Although a conventional swaging machine was used, one could use a planetary ball swaging machine such as is described in British Pat. Nos. 946,407 or 1,093,661. Alternatively, the outer sheath may be drawn down on to the core by drawing the core and the sheath through a wire drawing die. During the swaging or drawing step the core may be reduced in diameter simultaneously as the outer sheath is being worked by the action of the swage or die.

By melting the end of the sheath to form a plug that seals over the core, the use of additional brazing materials, or filler materials, are avoided and the attendant problems of using brazing materials which, in general, have melting points above the melting point of the copper core is also obviated.

Claims

We claim:

1. A method of manufacturing an electrode for a spark plug comprising the steps of, providing a tubular outer metal sheath, locating a core of thermally conductive metal coaxially in the bore of the sheath, working the sheath down onto the core, removing the core from a region at one end of the sheath to form a projecting sheath portion, holding the sheath substantially vertically with said one end of the sheath uppermost, melting over the projecting sheath portion at said region to form therefrom a molten pool of sheath metal over the end of the core and provide metal to metal contact between the molten pool, the core, and the outer sheath, and allowing the molten pool to cool and solidify and thereby provide a seal of sheath metal over the entire end of the core in contact therewith and fused to the outer sheath.

2. A method according to claim 1 wherein the core is made of copper or a copper based metal alloy.

3. A method according to claim 1 wherein the core is made of aluminium or an aluminium based metal alloy.

4. A method according to claim 1 wherein the outer sheath is made of a metal or metal alloy selected from the group consisting of nickel, nickel based alloys, molybdenum, stainless steel, a refractory metal or metal alloy, an alloy conforming to U.S. Federal Specification Alloy QQ-W-390 or Inconel 600 (a trademark of Henry Wiggins and Co. Ltd.).

5. A method according to claim 1 wherein the working step comprises swaging the sheath onto the core.

6. A method according to claim 1 wherein the working step comprises drawing the core and the outer sheath through a wire-drawing-die.

7. A method according to claim 1 wherein the step of melting the end of the sheath is carried out in an inert gas.

8. A method according to claim 1 wherein the step of melting the end of the sheath is carried out in air.

9. A method according to claim 1 wherein the step of melting the end of the sheath is carried out in a partial vacuum.

10. A method according to claim 1 wherein the step of melting the end of the sheath is carried out by directing at the end of the sheath an electron beam of sufficient energy, and for sufficient time, to melt the end of the sheath.

11. A method according to claim 1 wherein the step of melting the end of the sheath is carried out by directing at the end of the sheath a laser beam of sufficient energy, and for a sufficient time to melt the end of the sheath.

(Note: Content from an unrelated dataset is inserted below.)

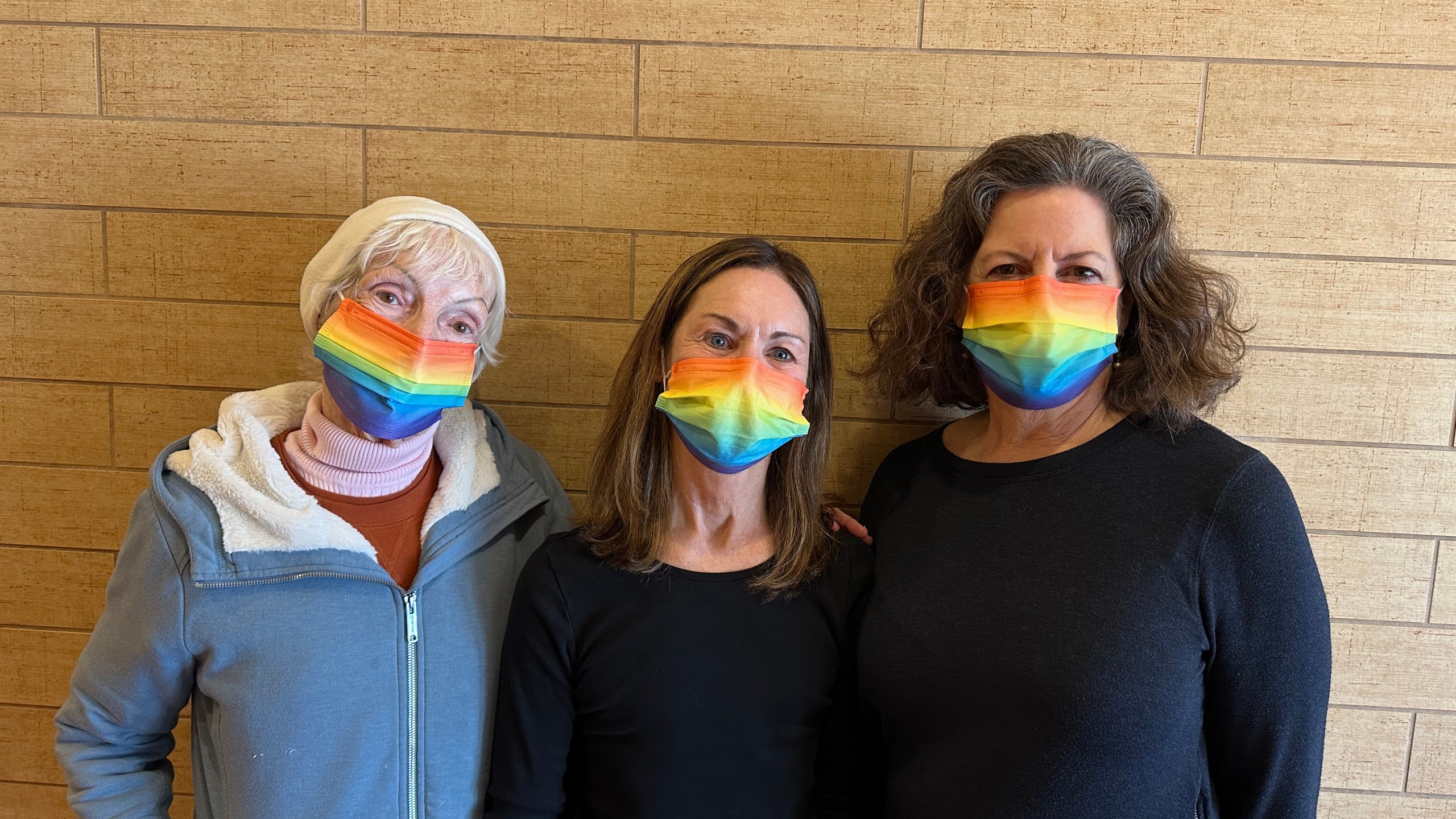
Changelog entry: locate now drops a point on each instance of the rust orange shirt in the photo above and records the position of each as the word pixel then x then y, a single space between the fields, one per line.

12. A method of manufacturing an electrode for a spark plug comprising the steps of, providing a tubular outer metal sheath, locating a core of thermally conductive metal coaxially in the bore of the sheath, working the sheath down onto the core, removing the core from a region at one end of the sheath so as to leave a hollow sheath end projecting from the remaining core and free of contact with the core, holding the sheath substantially vertically with said one end of the sheath uppermost, melting over the hollow sheath end at said region while free of contact with the core to form therefrom a molten pool of sheath metal over the end of the core and provide metal to metal contact between the molten pool, the core, and the outer sheath, and allowing the molten pool to cool and solidify and thereby provide a seal of sheath metal over the entire end of the core in contact therewith and fused to the outer sheath.